Aenea miró en torno.

—Creo que mi madre me habló de este lugar. Una vez persiguió a alguien aquí por un caso. Era lusiana, así que estaba acostumbrada a uno-coma-cinco gravedades estándar, pero hasta ella recordaba que este mundo era incómodo. Me sorprende que el río Tetis pasara por aquí.

A. Bettik se incorporó para alumbrar y se acuclilló de nuevo junto al cubo; hasta su vigorosa espalda sufría la agobiante gravedad.

—¿Qué dice la guía? —le pregunté.

Sacó el pequeño volumen.

—Muy pocos datos.
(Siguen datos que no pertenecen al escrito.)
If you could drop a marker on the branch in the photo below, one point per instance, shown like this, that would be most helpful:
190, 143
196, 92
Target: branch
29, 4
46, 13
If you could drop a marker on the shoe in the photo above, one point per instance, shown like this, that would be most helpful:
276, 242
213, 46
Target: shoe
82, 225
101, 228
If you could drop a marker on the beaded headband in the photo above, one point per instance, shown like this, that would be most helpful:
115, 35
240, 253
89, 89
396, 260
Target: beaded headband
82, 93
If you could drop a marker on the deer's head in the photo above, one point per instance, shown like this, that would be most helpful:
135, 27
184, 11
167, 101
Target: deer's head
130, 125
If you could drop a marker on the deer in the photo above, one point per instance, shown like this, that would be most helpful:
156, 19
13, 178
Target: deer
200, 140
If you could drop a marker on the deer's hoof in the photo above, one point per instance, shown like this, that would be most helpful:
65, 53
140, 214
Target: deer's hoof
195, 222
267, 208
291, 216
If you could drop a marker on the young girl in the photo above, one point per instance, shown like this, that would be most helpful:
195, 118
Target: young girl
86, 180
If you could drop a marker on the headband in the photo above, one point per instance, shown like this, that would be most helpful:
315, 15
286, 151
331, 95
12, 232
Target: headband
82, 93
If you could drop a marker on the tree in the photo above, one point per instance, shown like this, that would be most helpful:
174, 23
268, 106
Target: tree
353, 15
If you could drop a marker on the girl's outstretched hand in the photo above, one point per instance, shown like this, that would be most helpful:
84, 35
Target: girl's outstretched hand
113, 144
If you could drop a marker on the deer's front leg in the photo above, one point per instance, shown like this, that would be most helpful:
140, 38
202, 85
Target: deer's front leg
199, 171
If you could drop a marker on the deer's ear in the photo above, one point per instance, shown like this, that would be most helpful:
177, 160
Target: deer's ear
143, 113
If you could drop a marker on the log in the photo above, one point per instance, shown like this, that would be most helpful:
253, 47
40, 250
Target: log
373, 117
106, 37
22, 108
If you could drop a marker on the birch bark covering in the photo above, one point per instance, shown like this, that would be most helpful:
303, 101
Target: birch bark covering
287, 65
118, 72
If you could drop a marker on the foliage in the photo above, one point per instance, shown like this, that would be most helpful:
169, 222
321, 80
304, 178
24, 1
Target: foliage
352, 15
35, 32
Hacía poco que el Tetis se había extendido a Sol Draconi Septem cuando se publicó el libro. Está en el hemisferio norte, más allá de la zona que la Hegemonía intentaba terraformar. La principal atracción de este tramo del río parecía consistir en avistar un espectro ártico.

—¿Es la criatura que buscaban tus amigos cazadores? —me preguntó Aenea.

Asentí.

—Es blanca. Vive en la superficie. Es rápida y mortífera. Estaba casi extinguida en tiempos de la Red, pero resurgió después de la Caída, según los cazadores que yo escuché. Evidentemente su dieta consiste en residentes humanos de Sol Draconi Septem... o lo que queda de ellos. Sólo los indígenas —los colonos de la Hégira que volvieron a la vida salvaje hace siglos— sobrevivieron a la Caída. Se supone que son primitivos. Los cazadores decían que el único animal que los indígenas pueden cazar aquí es el espectro. Y los indígenas odian a Pax. Se rumorea que matan misioneros y usan sus tendones como cuerdas para sus arcos, como si fueran los de un espectro.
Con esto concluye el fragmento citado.